WASHINGTON, Sept. 3, 2014-- A bipartisan group of 13 senators asked leaders of the Senate Committee on Appropriations to exclude a policy rider in the agriculture appropriations bill that would halt certain USDA livestock marketing rules.
The House’s agriculture appropriations bill includes a rider that would prevent the Grain Inspection, Packers and Stockyards Administration (GIPSA) from finalizing several rules under the Packers and Stockyards Act.
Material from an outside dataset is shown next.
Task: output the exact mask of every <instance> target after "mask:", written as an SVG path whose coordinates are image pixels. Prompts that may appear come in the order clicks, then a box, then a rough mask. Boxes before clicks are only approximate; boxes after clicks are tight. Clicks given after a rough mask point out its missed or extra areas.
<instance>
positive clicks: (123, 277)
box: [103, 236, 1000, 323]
“The rider is anti-farmer; if passed into law it will reduce farmer rights, thwart the will of Congress, and prevent GIPSA from completing its task of writing common sense rules of the road for the contract livestock and poultry production industry,” the senators wrote in an Aug. 28 letter to Senate Agriculture Appropriations Chairwoman Barbara Mikulski, D-Md., and Ranking Member Richard Shelby, R-Ala.
The Senate Agriculture Appropriations bill passed out of committee in May does not include this rider.
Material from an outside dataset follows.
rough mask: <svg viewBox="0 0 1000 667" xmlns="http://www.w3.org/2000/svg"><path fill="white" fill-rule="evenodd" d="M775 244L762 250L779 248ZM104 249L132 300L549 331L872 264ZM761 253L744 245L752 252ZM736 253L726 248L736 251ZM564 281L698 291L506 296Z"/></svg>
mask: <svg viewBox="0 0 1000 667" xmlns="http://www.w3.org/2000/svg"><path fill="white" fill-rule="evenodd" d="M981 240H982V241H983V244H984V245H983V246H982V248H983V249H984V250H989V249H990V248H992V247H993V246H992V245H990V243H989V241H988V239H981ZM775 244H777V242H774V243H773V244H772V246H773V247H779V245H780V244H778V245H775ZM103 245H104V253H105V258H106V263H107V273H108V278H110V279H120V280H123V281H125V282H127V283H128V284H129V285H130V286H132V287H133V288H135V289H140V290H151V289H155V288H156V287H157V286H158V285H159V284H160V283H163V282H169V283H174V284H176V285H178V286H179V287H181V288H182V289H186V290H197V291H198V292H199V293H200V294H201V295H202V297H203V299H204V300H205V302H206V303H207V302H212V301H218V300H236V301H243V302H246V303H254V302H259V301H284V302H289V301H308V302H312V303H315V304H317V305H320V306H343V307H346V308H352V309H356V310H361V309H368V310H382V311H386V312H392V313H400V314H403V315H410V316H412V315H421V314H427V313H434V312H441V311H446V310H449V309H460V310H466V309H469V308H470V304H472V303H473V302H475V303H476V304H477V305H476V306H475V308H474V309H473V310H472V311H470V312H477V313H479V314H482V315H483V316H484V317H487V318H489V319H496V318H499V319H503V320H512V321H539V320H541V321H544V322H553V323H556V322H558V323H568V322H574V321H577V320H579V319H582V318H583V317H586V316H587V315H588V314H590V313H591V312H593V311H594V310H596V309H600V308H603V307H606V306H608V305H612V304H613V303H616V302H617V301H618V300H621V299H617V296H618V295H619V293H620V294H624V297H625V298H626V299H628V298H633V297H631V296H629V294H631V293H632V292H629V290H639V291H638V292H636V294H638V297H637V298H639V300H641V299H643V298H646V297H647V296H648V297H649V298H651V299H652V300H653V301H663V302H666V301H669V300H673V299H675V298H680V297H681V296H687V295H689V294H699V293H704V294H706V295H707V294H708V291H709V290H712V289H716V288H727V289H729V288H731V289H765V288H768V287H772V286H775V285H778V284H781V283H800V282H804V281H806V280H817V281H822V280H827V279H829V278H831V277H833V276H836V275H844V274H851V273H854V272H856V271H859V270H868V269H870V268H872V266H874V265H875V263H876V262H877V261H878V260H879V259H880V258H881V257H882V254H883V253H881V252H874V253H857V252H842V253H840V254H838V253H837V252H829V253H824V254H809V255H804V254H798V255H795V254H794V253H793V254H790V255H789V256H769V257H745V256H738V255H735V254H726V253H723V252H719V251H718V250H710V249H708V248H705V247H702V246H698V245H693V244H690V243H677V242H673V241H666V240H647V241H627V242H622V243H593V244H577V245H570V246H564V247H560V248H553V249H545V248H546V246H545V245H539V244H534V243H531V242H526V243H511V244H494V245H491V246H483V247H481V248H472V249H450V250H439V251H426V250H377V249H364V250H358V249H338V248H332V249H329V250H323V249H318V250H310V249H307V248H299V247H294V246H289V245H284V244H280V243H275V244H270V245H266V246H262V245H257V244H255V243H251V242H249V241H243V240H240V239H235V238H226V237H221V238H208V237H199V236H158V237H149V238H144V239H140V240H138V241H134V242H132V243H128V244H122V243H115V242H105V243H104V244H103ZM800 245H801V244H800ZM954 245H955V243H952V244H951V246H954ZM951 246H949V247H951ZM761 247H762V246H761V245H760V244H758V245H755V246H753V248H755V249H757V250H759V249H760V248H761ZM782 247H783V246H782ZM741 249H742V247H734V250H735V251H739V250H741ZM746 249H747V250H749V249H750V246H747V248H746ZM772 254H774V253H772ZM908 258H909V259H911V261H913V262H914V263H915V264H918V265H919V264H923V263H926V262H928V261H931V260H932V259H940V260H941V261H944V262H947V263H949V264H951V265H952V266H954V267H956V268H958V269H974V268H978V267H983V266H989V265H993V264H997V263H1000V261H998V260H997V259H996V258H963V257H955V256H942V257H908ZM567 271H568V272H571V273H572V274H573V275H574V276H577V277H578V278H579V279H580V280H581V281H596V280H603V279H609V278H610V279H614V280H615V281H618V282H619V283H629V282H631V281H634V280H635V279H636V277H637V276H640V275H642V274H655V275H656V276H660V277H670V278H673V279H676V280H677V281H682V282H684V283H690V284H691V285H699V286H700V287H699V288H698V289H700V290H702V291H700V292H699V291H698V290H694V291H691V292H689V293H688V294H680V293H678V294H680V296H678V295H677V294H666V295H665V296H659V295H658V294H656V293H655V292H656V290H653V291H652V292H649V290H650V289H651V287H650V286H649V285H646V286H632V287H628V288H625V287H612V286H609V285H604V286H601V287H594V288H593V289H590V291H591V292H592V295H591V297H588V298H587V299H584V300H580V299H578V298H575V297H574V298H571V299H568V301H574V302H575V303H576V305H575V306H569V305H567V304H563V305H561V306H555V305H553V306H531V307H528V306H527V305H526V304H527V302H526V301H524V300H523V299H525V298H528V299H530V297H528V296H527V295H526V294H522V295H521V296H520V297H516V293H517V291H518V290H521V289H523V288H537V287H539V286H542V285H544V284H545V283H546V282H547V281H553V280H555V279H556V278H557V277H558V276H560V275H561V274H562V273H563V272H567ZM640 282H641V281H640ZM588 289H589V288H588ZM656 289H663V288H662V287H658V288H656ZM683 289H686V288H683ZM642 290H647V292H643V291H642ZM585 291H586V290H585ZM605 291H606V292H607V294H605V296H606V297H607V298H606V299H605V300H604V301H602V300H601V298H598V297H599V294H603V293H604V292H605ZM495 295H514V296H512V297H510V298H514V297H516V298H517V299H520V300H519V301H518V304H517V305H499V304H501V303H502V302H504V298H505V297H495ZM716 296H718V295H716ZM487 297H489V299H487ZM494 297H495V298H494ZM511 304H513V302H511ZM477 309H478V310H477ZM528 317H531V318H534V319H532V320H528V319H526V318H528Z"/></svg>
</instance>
The GIPSA rules included in the 2008 Farm Bill are intended to address fraudulent, retaliatory, and anti-competitive practices in the livestock industry. However, the 2012 agriculture appropriations bill included a rider to prevent GIPSA from finalizing these rules, and the 2014 Farm Bill does not address the issue.
According to the group of senators, the GIPSA rider would thwart rules that allow farmers to request documents showing them how their pay is calculated, ensures they are given adequate notice of a halt in animal deliveries, and ensures that they can exercise their right to speak with their congressional representatives without fear of retaliation.